Breast cancer in men - Symptoms 

Symptoms of breast cancer in men 

The main symptom of breast cancer in men is a hard lump in one of your breasts. The lump is almost always painless.

The lump is usually located underneath the nipple and areola (the circle of dark coloured skin surrounding the nipple).

However, it is important to note that the vast majority of breast lumps are due to a condition called gynaecomastia. This is a common, non-cancerous condition where male breast tissue becomes enlarged.

Less common symptoms of male breast cancer usually affect the nipple. These can include:

  • the nipple begins to turn in on itself (nipple retraction)
  • the nipple becomes hard, inflamed, and looks sore (nipple ulceration)
  • fluid leaking from the nipple (nipple discharge)

Advanced symptoms

Additional symptoms usually only develop if the cancer spreads from your breast to other parts of the body, such as your bones, liver or lungs. This is known as metastatic breast cancer.
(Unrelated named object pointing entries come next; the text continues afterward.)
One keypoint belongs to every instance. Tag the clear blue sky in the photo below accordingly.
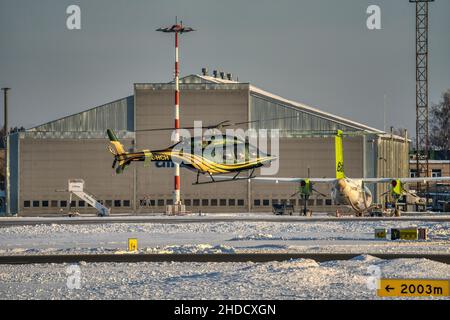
(318, 52)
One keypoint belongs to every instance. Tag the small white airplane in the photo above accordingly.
(349, 191)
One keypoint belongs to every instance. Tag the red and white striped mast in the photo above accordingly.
(177, 29)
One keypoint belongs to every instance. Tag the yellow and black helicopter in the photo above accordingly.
(228, 154)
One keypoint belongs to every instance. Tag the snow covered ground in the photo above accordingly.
(225, 237)
(296, 279)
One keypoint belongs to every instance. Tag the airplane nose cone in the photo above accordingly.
(342, 184)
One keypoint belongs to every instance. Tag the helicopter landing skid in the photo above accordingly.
(234, 178)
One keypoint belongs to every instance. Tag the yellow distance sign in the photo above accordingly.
(413, 288)
(132, 244)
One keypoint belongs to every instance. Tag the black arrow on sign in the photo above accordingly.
(388, 289)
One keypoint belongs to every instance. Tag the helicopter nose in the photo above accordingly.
(342, 184)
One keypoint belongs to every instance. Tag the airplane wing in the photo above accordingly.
(406, 180)
(294, 180)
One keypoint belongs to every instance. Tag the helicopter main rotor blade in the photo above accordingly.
(223, 124)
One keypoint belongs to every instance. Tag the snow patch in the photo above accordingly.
(197, 249)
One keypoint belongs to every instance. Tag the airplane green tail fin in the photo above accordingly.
(339, 150)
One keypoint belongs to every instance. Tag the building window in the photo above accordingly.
(436, 173)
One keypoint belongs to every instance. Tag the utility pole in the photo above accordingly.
(422, 137)
(176, 29)
(5, 130)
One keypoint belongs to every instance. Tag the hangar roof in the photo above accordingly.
(119, 114)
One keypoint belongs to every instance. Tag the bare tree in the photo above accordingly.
(440, 125)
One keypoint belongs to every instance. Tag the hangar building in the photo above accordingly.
(43, 158)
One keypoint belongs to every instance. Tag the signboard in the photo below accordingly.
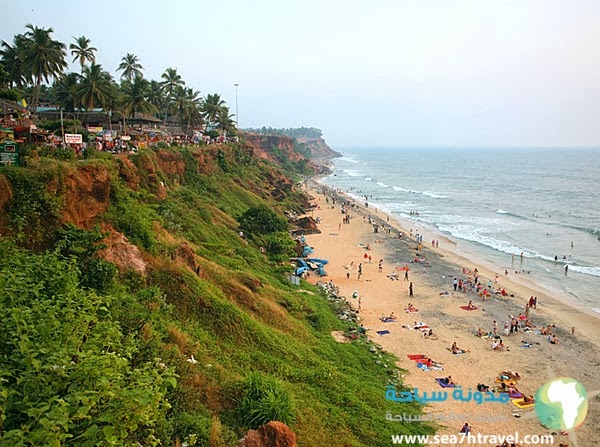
(73, 138)
(9, 152)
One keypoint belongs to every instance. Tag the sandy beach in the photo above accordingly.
(346, 245)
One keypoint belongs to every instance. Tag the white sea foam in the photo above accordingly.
(594, 271)
(433, 195)
(352, 172)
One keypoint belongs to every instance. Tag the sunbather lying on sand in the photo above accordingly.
(456, 350)
(410, 308)
(513, 375)
(498, 345)
(447, 380)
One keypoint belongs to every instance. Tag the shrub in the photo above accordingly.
(263, 399)
(262, 220)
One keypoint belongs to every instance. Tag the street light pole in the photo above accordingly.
(237, 117)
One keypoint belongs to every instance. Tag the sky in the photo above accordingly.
(385, 73)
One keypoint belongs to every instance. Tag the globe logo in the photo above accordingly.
(561, 404)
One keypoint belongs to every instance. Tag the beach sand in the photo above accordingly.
(577, 356)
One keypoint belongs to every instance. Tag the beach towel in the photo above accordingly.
(521, 404)
(442, 384)
(468, 308)
(387, 320)
(517, 395)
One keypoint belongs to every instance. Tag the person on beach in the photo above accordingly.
(466, 428)
(447, 380)
(456, 350)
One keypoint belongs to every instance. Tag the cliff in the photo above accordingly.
(132, 311)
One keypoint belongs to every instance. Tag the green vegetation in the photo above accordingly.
(34, 58)
(208, 340)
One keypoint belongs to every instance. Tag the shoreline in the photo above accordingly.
(379, 296)
(562, 308)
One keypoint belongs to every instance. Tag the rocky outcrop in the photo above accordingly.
(87, 195)
(122, 253)
(185, 254)
(273, 434)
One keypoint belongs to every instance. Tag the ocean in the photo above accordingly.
(495, 204)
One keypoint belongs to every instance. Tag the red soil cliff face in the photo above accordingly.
(87, 195)
(273, 434)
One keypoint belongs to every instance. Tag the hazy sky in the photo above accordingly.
(377, 72)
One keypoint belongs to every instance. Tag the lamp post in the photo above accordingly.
(237, 119)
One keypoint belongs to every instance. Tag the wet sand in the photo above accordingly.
(577, 356)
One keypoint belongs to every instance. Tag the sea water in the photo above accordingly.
(514, 209)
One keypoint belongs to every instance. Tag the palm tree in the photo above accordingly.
(188, 106)
(156, 96)
(213, 104)
(95, 87)
(65, 91)
(43, 57)
(131, 67)
(135, 97)
(12, 59)
(82, 51)
(172, 80)
(225, 122)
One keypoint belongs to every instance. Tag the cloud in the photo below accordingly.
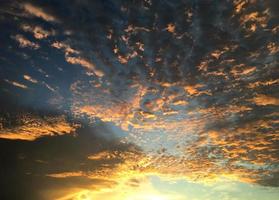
(23, 42)
(264, 100)
(37, 31)
(30, 127)
(38, 12)
(19, 85)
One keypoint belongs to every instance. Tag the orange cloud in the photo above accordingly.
(23, 42)
(264, 100)
(32, 127)
(38, 12)
(37, 31)
(29, 78)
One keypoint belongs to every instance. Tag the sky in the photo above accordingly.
(139, 99)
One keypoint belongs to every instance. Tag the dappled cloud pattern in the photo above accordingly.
(191, 94)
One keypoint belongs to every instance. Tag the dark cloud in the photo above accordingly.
(198, 75)
(26, 166)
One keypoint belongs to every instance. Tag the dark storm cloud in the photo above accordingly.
(26, 166)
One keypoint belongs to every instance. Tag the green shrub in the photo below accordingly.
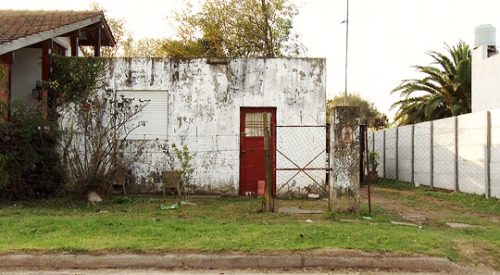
(30, 165)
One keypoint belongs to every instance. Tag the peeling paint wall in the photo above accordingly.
(203, 109)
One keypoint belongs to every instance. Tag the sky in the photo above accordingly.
(386, 37)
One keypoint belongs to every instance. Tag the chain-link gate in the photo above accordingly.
(302, 160)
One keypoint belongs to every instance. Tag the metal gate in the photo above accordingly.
(302, 160)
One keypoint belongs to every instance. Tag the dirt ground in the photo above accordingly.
(433, 212)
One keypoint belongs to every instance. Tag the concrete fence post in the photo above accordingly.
(487, 155)
(413, 153)
(397, 152)
(457, 187)
(345, 149)
(383, 150)
(431, 183)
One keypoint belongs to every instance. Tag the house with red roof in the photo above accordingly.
(28, 38)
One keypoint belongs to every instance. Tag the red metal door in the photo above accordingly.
(252, 162)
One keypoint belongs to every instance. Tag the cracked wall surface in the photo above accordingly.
(203, 108)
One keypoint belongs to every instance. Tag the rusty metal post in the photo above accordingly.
(269, 205)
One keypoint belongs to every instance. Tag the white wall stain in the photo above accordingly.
(204, 103)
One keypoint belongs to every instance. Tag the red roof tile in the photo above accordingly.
(16, 24)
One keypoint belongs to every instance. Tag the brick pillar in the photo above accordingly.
(345, 148)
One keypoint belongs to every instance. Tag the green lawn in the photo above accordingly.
(229, 224)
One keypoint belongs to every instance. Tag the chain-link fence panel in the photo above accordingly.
(301, 160)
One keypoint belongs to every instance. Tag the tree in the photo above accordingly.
(367, 109)
(236, 28)
(445, 90)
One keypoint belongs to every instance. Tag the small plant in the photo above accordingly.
(182, 164)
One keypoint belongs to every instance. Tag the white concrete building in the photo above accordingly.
(215, 107)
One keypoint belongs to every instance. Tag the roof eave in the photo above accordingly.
(39, 37)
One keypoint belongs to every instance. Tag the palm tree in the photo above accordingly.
(445, 91)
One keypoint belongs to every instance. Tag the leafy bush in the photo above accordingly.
(29, 161)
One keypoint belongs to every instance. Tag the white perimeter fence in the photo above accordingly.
(459, 153)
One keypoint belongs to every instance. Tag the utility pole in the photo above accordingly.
(346, 50)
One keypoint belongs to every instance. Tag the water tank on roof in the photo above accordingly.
(485, 35)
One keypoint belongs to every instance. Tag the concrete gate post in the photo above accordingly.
(345, 146)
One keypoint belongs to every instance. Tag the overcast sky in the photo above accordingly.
(386, 37)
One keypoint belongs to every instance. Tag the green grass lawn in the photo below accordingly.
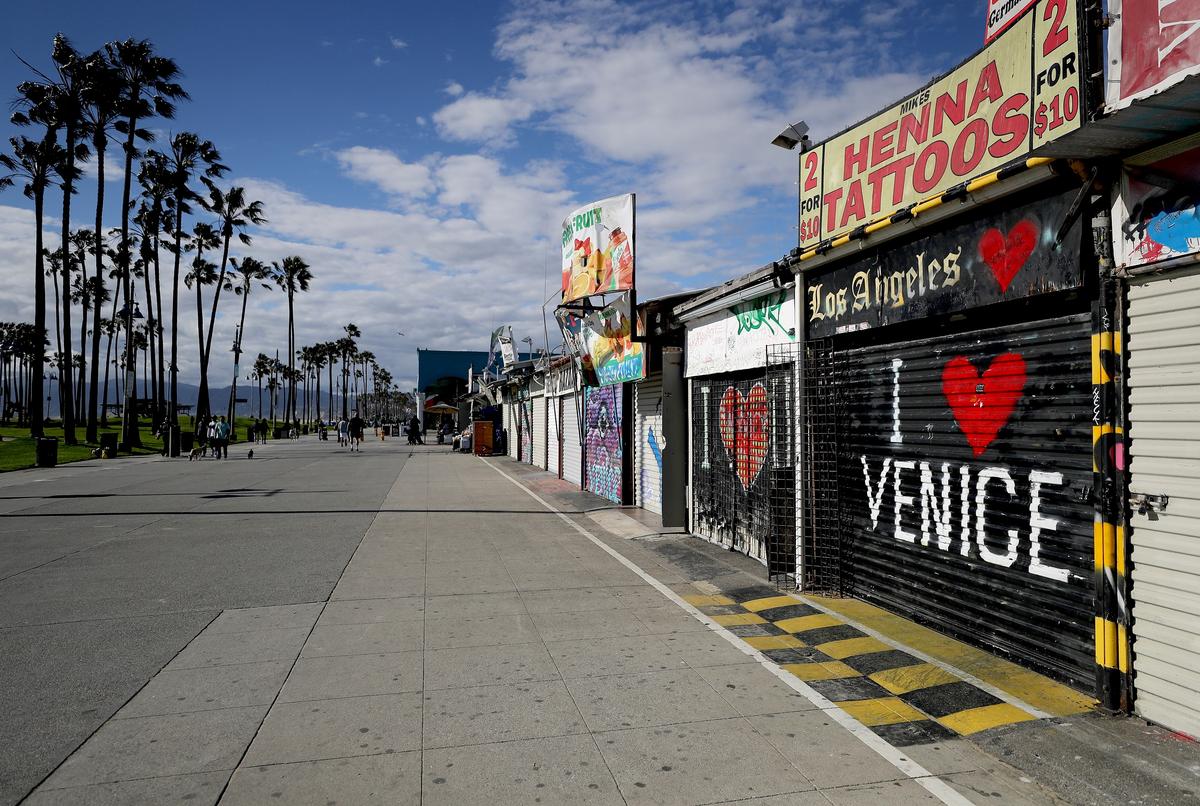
(17, 449)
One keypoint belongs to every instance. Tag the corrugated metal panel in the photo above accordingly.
(730, 486)
(573, 449)
(1164, 432)
(539, 432)
(965, 473)
(648, 443)
(604, 441)
(555, 435)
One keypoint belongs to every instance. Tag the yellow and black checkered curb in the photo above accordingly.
(899, 696)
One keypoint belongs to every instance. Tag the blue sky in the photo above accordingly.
(421, 155)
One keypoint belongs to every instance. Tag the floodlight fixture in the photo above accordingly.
(795, 134)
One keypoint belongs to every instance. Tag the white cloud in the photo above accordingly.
(385, 169)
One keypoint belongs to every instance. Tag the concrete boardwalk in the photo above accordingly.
(481, 647)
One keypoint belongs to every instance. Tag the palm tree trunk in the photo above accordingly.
(66, 385)
(93, 421)
(173, 414)
(37, 366)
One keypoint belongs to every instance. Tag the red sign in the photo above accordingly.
(1155, 44)
(1002, 13)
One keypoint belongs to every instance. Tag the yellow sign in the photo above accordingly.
(1015, 95)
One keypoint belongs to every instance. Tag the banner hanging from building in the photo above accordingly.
(1021, 91)
(609, 338)
(1007, 253)
(598, 248)
(1157, 214)
(1152, 46)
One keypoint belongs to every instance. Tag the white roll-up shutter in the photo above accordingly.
(539, 432)
(648, 443)
(573, 449)
(1164, 433)
(555, 434)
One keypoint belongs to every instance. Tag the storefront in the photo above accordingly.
(742, 473)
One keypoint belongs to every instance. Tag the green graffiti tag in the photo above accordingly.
(763, 312)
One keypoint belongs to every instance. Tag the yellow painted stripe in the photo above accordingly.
(802, 623)
(738, 619)
(1120, 549)
(851, 647)
(973, 720)
(883, 710)
(701, 600)
(912, 678)
(756, 605)
(774, 642)
(1035, 689)
(827, 671)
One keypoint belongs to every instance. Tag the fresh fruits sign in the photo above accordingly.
(1018, 94)
(598, 248)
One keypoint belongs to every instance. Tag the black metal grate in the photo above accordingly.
(821, 534)
(783, 384)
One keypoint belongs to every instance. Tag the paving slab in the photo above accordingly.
(155, 746)
(637, 701)
(697, 763)
(353, 675)
(388, 779)
(489, 714)
(337, 728)
(181, 691)
(373, 638)
(479, 666)
(195, 789)
(559, 770)
(228, 648)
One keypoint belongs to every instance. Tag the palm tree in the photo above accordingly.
(292, 275)
(234, 215)
(204, 272)
(154, 176)
(101, 109)
(148, 88)
(250, 271)
(33, 161)
(190, 156)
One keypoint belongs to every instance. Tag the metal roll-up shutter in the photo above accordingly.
(731, 421)
(1164, 433)
(555, 435)
(604, 441)
(539, 432)
(526, 427)
(964, 487)
(648, 443)
(573, 449)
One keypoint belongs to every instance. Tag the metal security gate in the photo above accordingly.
(1164, 431)
(526, 428)
(648, 443)
(964, 486)
(573, 449)
(555, 435)
(730, 488)
(604, 441)
(539, 432)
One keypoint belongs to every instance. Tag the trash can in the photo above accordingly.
(108, 445)
(47, 451)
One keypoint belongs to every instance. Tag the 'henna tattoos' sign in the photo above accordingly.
(1003, 254)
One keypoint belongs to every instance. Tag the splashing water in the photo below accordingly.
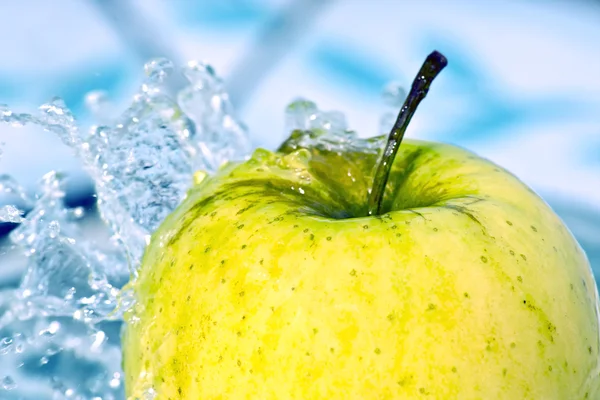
(60, 326)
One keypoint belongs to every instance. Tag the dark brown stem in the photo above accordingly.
(433, 65)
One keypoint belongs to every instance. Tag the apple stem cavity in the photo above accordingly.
(433, 65)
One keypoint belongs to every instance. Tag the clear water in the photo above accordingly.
(60, 326)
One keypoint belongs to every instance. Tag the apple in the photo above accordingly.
(333, 270)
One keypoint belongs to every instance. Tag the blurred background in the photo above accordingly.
(522, 87)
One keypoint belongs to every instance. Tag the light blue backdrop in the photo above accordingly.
(522, 87)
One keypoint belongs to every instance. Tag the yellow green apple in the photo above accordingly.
(324, 271)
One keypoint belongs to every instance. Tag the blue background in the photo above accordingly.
(522, 87)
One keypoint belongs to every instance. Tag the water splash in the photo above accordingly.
(59, 328)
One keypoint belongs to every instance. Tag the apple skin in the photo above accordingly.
(268, 282)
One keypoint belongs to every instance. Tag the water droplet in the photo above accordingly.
(53, 229)
(394, 95)
(158, 69)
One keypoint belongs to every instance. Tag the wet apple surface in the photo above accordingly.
(274, 279)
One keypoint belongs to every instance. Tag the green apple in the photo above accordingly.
(326, 271)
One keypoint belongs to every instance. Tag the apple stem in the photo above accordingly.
(433, 65)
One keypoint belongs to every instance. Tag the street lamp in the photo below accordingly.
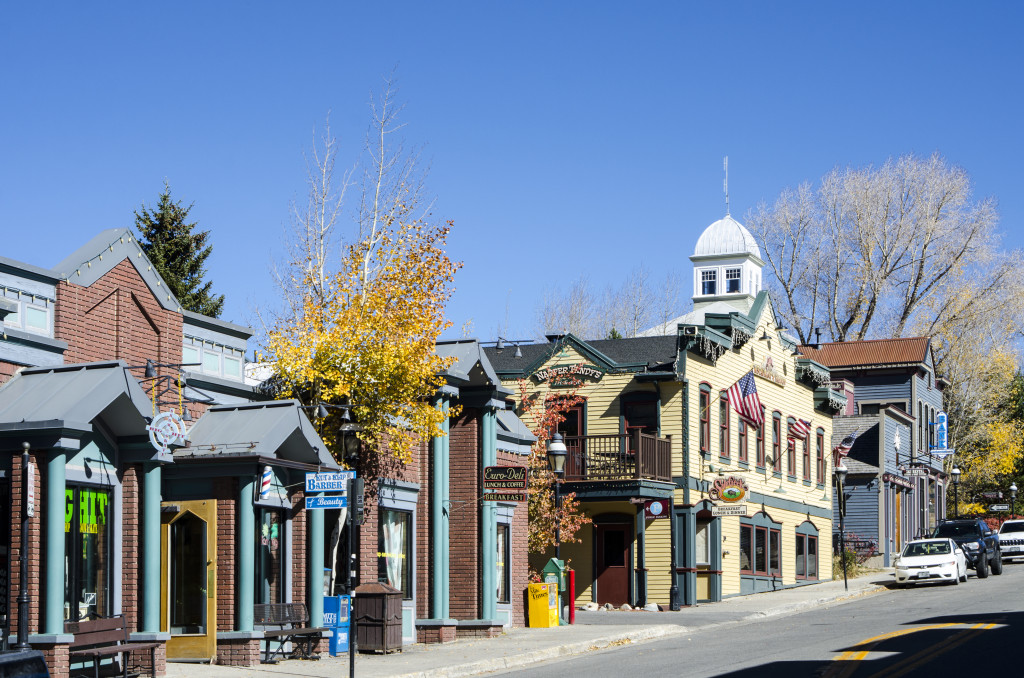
(841, 471)
(556, 462)
(955, 474)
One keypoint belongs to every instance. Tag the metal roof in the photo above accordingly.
(73, 396)
(910, 350)
(279, 428)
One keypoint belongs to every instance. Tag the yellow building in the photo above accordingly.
(690, 501)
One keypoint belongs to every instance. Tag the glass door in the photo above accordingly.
(188, 579)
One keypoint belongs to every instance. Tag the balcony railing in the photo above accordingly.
(619, 457)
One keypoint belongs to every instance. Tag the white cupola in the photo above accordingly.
(726, 265)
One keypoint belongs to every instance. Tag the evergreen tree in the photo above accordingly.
(178, 253)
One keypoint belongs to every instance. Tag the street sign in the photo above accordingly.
(331, 501)
(941, 430)
(729, 509)
(328, 481)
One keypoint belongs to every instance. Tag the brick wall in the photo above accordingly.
(225, 492)
(464, 540)
(519, 573)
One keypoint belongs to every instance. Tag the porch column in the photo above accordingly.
(151, 542)
(314, 564)
(246, 555)
(488, 521)
(439, 519)
(55, 485)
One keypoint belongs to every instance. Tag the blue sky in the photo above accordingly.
(561, 137)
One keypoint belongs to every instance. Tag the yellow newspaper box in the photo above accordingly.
(543, 608)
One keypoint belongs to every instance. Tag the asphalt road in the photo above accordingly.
(965, 630)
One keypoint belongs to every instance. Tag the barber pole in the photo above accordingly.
(264, 485)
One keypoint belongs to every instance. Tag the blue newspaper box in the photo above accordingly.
(336, 618)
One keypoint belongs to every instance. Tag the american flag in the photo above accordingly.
(743, 396)
(843, 449)
(801, 428)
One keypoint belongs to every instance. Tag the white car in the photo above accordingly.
(1012, 539)
(931, 560)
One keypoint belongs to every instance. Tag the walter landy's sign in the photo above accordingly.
(561, 375)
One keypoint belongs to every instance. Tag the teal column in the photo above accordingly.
(439, 501)
(55, 504)
(488, 521)
(151, 543)
(246, 588)
(314, 526)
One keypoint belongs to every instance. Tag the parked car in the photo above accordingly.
(1012, 539)
(931, 560)
(980, 544)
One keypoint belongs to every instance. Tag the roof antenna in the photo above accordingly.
(725, 184)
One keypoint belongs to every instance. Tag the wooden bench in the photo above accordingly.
(108, 636)
(289, 622)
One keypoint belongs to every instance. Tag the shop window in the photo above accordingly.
(269, 556)
(807, 552)
(723, 425)
(708, 280)
(760, 546)
(761, 442)
(742, 439)
(705, 413)
(504, 562)
(807, 457)
(87, 553)
(732, 281)
(820, 442)
(776, 441)
(394, 550)
(702, 543)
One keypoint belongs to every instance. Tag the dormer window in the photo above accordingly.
(708, 280)
(732, 278)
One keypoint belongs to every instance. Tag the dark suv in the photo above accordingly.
(980, 544)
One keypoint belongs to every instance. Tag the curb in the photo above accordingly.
(568, 649)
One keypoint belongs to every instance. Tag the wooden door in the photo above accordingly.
(611, 563)
(188, 579)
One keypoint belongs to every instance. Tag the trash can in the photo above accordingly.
(542, 606)
(336, 618)
(377, 613)
(554, 573)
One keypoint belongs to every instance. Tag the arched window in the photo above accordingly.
(723, 425)
(704, 412)
(807, 551)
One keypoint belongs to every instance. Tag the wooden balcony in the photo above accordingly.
(617, 457)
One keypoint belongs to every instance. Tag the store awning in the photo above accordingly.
(276, 429)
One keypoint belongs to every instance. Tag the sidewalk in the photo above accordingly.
(521, 647)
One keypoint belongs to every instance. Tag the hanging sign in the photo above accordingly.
(941, 430)
(564, 375)
(505, 477)
(329, 481)
(730, 490)
(655, 509)
(167, 430)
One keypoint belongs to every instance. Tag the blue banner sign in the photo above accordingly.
(331, 501)
(329, 481)
(941, 430)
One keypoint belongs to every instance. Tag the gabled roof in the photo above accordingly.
(72, 396)
(275, 429)
(870, 352)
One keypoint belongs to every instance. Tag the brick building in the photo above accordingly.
(181, 541)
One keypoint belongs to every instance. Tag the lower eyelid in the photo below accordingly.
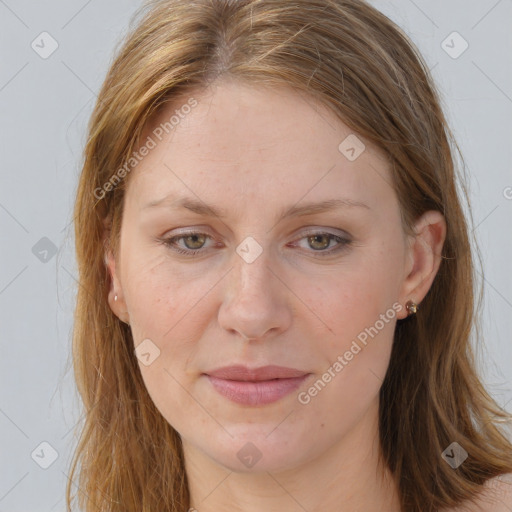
(342, 242)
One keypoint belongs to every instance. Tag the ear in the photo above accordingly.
(117, 306)
(423, 257)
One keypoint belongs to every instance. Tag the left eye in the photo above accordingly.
(195, 241)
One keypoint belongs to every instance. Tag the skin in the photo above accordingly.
(254, 151)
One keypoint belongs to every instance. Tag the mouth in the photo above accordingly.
(259, 386)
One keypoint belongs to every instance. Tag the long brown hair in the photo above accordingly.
(355, 61)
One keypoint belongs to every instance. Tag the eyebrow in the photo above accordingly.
(202, 208)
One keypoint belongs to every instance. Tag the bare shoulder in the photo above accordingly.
(496, 497)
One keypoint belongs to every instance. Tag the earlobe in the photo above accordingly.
(424, 257)
(115, 295)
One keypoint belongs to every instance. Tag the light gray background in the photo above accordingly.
(45, 105)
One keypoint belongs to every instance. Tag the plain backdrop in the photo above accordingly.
(45, 104)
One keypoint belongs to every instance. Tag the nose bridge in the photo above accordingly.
(253, 303)
(252, 263)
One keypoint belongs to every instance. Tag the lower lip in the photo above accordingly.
(256, 393)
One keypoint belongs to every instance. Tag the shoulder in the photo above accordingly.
(496, 497)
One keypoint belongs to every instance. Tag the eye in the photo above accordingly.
(193, 241)
(318, 241)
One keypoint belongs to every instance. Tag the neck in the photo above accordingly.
(347, 478)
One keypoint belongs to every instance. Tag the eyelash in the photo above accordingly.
(171, 243)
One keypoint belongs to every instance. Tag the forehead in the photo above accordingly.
(251, 142)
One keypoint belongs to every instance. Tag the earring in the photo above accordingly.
(411, 307)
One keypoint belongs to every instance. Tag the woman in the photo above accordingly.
(277, 284)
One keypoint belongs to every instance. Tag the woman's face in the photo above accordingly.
(275, 280)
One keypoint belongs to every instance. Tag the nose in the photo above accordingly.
(256, 302)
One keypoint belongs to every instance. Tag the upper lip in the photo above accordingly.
(242, 373)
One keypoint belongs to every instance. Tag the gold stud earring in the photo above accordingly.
(411, 307)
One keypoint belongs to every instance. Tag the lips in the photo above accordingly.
(259, 386)
(242, 373)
Symptoms of metastatic breast cancer include:

  • bone pain
  • swelling of the lymph nodes (glands), usually in or around the armpit
  • shortness of breath
  • feeling unusually tired all the time
  • feeling sick (nausea)
  • itchy skin with jaundice (yellowing of the skin and whites of the eyes)

When to seek medical advice

You should always visit your GP if you notice a lump in your breast or if you have problems affecting your nipples, such as retraction, ulceration or discharge. 

These problems are unlikely to be of the result of breast cancer, but they should be investigated further.